Yeah I will definitely be taking her in to the vet for a clean bill of health before we move. Ugh- it seems like both ways have their pros and cons, I just need to decide. I know flying would be so much faster and better but am terrified of the stress it may cause her. I lost my other tiel recently to stress/shock and don't want anything like that to happen again. My tiel Fiona is pretty laid back for the most part so she may handle it okay- I just won't know until I do it though. Decisions decisions!

Thank you both for your feedback.


----------



## roxy culver (May 27, 2010)

I drove up north with 11 tiels and they all did fine. Took me two and a half days to do so. To be honest, driving really isn't that stressful, my tiels love being in the car. You can get her used to the car before hand by taking her on short trips in it. Flying is just SO expensive (the prices have gone up for birds) and since I had so many it was easier to drive.


----------



## hbps0213 (May 22, 2012)

My tiels love the car... At first they they were nervous but I kept talking to them and I turned their favorite cd on and they had the time of their lives. Not all tiles are the same so it really depends a lot on what you think your tiel would prefer. 
Good luck with your move!


----------



## eduardo (Jan 27, 2012)

Wow, I didn't know they would let you take a bird on a regular plane. 
I think the car ride would be nicer for both of you. You have privacy, just the two of you, some music, you can stop anywhere you want, get some fresh air, treats in the store.... Flying is so stressful these days, I have flown so many times, though not with my animals, and I always hate the crowds, smelly and grumpy passengers, and waiting in lines.
My husband, I, and our, then, three-year old son moved from Arizona to Georgia years ago, and we had a great five day road trip.


----------



## Megad00dle (May 10, 2012)

Okay- so it sounds like most tiels do fairly well in a car! Even though it takes longer it may be the best way to go. Roxy- did you have an issue finding hotels that were pet/bird friendly along the way?


----------



## roxy culver (May 27, 2010)

Nope...to be honest I didn't even ask. I found hotels that I didn't have to walk through a lobby with the birds and stayed there. Maybe not the most honest way to go about it but its what we used to do when we were kids. And of course the birds got covered as soon as they got in the room so they wouldn't bother anyone else.


----------



## meaggiedear (Nov 20, 2011)

roxy culver said:


> Nope...to be honest I didn't even ask. I found hotels that I didn't have to walk through a lobby with the birds and stayed there. Maybe not the most honest way to go about it but its what we used to do when we were kids. And of course the birds got covered as soon as they got in the room so they wouldn't bother anyone else.

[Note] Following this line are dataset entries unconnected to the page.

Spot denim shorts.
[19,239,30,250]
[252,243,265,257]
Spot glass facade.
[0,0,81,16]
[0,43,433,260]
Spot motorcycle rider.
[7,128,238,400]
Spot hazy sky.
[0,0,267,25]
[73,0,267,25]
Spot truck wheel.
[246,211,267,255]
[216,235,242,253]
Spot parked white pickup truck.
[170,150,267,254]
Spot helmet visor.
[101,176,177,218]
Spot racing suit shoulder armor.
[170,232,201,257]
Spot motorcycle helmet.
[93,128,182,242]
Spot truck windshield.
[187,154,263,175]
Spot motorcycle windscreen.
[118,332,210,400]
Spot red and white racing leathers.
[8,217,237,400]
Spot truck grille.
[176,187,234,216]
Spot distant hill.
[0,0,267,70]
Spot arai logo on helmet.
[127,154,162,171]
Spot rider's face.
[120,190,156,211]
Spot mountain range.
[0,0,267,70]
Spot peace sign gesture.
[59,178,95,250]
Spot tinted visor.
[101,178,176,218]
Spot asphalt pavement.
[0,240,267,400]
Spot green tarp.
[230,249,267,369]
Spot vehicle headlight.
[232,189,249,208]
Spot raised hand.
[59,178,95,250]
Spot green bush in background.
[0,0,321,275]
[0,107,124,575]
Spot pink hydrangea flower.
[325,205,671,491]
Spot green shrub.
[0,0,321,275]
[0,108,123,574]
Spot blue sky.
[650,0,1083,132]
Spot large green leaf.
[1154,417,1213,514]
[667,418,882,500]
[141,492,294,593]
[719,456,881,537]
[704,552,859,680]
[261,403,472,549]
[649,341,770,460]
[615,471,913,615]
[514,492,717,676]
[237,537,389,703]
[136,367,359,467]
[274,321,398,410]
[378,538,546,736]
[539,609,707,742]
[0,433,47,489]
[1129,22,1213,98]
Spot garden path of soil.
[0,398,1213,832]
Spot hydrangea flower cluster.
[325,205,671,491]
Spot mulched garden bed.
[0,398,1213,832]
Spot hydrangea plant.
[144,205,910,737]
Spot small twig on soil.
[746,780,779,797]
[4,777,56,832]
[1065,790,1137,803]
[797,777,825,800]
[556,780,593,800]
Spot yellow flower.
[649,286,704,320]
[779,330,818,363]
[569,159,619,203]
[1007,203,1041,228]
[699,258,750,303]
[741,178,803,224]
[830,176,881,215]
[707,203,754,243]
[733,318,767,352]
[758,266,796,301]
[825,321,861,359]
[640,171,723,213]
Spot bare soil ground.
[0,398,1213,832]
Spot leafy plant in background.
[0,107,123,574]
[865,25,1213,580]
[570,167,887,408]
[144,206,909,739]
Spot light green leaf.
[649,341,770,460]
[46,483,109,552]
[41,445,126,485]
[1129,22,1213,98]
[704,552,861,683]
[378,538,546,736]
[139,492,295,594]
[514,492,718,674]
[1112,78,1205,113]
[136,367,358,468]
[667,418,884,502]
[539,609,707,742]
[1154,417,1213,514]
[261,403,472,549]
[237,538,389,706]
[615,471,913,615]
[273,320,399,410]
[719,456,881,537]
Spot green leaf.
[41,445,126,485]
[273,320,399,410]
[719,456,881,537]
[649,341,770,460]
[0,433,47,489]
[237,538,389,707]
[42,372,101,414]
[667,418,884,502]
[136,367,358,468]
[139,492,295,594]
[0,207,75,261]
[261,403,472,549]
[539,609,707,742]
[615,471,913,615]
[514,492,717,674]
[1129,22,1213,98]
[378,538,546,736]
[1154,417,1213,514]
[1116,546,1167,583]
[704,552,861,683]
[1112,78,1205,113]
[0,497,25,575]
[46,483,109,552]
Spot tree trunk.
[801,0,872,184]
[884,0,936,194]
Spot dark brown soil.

This is the best way to do it. You are staying one night and most hotels aren't pet friendly. Better to ask forgiveness than permission in this case.


----------



## enigma731 (Aug 12, 2011)

I would vote for the car as well. It's not cross country, but I moved my 18 year old 'tiel about 700 miles last year. I was very worried because he's elderly and extremely neurotic about any kind of change, but he did just fine.


----------



## Megad00dle (May 10, 2012)

I was actually thinking I might be able to sneak her into them! I didn't know how hard it would be. Like you said though as long as I don't have to walk through a lobby. She is pretty quiet anyways so hopefully I won't have any issues. 

Thanks again everyone for the advice.


----------